Nos quedamos allí sentados los dos, el hombre de la luna y yo. Sabía que no podía hablarme, pero hay silencios y silencios, no sé si me explico. Qué queréis que os diga, nací en un mundo de pesadilla, esa es la puñetera verdad. La única vía de escape era la fantasía. En mi fantasía hay croca-colas, Cadillacs. Hay un planeta llamado Juniper, y un Hector que nos rescatará a todos.
Oí un ruido en el jardín trasero, y casi se me descoyuntaros los huesos del respingo que di. El hombre de la luna corrió hacia la Calle Sótano. Yo lavé las dos tazas y las coloqué de nuevo en su sitio.

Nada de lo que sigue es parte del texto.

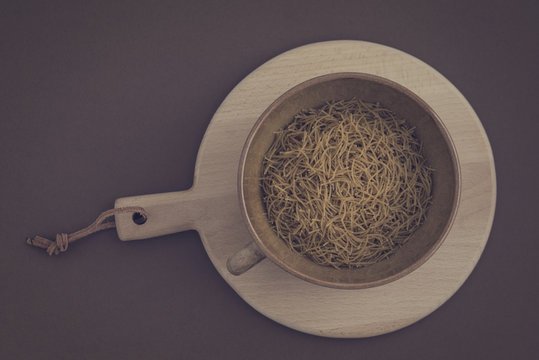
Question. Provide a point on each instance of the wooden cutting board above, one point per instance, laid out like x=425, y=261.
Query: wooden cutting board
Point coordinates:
x=211, y=206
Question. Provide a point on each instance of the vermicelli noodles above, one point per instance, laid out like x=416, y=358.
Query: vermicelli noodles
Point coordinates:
x=346, y=184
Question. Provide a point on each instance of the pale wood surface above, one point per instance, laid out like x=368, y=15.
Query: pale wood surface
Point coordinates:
x=211, y=206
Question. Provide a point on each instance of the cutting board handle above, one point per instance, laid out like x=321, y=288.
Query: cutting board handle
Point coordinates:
x=167, y=213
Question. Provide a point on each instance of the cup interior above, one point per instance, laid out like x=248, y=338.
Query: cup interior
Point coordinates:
x=437, y=149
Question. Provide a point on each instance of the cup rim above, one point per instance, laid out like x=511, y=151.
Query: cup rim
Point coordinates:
x=362, y=76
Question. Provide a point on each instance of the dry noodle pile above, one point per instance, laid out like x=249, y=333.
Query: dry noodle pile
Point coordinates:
x=346, y=184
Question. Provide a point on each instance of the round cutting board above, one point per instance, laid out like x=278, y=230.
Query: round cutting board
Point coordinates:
x=211, y=206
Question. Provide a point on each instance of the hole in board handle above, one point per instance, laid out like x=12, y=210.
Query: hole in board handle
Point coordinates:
x=139, y=218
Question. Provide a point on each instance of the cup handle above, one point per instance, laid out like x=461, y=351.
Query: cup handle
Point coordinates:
x=244, y=259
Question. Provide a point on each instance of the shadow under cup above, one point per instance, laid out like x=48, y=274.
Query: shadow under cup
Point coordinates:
x=437, y=150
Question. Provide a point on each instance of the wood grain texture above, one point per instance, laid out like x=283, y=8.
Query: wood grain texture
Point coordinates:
x=211, y=206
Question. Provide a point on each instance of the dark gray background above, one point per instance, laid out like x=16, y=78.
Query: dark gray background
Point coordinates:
x=104, y=99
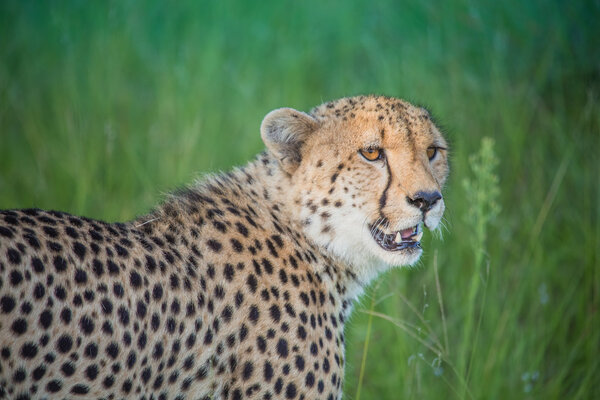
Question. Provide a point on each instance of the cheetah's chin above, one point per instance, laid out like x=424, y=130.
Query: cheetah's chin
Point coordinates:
x=408, y=238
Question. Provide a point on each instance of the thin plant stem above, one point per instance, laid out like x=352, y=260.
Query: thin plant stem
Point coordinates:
x=441, y=301
x=363, y=362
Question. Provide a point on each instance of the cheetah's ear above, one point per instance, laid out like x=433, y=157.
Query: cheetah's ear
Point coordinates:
x=284, y=131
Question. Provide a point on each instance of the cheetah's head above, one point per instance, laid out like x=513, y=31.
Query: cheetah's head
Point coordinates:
x=366, y=174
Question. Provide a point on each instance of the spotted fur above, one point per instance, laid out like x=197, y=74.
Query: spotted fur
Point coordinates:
x=237, y=287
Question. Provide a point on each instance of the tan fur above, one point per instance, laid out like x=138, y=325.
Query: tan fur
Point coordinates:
x=257, y=268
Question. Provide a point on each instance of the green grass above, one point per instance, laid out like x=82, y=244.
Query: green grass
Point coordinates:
x=106, y=106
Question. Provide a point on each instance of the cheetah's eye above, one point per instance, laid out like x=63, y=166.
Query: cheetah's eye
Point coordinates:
x=431, y=152
x=371, y=154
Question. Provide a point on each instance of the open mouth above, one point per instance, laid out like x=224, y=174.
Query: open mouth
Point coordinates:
x=399, y=240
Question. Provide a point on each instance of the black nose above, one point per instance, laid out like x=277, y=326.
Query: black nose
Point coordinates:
x=424, y=200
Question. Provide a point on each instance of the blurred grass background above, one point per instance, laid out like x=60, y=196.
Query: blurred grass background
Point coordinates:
x=105, y=106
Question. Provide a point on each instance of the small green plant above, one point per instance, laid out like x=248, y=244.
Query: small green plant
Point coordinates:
x=482, y=190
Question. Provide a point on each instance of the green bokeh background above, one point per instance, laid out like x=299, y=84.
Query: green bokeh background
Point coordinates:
x=107, y=105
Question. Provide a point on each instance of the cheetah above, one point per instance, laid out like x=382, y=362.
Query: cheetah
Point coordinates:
x=236, y=287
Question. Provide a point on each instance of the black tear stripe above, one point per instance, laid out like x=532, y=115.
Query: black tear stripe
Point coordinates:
x=383, y=197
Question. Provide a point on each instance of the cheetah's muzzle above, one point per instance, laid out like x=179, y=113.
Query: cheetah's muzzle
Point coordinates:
x=398, y=240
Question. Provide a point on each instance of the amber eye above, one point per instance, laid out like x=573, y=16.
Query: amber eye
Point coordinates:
x=371, y=154
x=431, y=152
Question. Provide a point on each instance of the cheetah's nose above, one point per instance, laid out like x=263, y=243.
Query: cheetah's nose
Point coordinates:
x=424, y=200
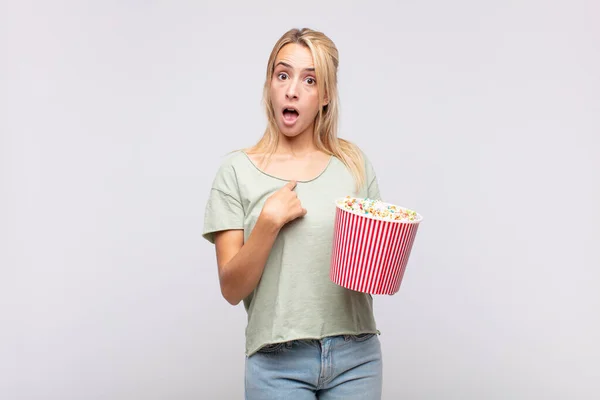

Casi se me había cortado la respiración cuando oí decir al abuelo:
—Déjame entrar.
—¿Dónde has estado? —le pregunté, abriendo la puerta del jardín. Venía con la cara llena de tiznajos, la camisa quemada y hecha jirones. No llevaba puestos el sombrero ni el abrigo. No. Quien los llevaba era la señorita Phillips. Estaba detrás de él. A juzgar por su aspecto, le habían dado una soberana paliza.
—¿Qué ha pasado?
El abuelo no contestó, puso agua a hervir y preparó un té. La señorita Phillips temblaba.
—Prendieron fuego a su casa. Sabía que acabarían haciéndolo —dijo el abuelo—. Era cuestión de tiempo, nada más.
Llevé una palangana con agua a la mesa. Le habían hecho un morado de aquí te espero.
El abuelo alzó la cara de la señorita Phillips hacia él y le limpió delicadamente los tiznajos. Al verlos juntos, me dio la impresión de que había algo entre ellos.
La señorita Phillips hizo una mueca, y el abuelo le dijo con voz tierna: «Tranquila, guapa».
De pronto me caí del guindo. Bueno, al menos eso pensaba yo, pero no estaba del todo seguro.
Dejé la taza de té junto a ella.
La señorita Phillips la cogió con las dos manos y fijó la vista en la mesa. El abuelo estaba en el fregadero, lavándose las manos y la cara. Encendí la radio otra vez. Ponían música para los obreros de la Patria.
—Gracias —dijo la señora Phillips, muy bajito.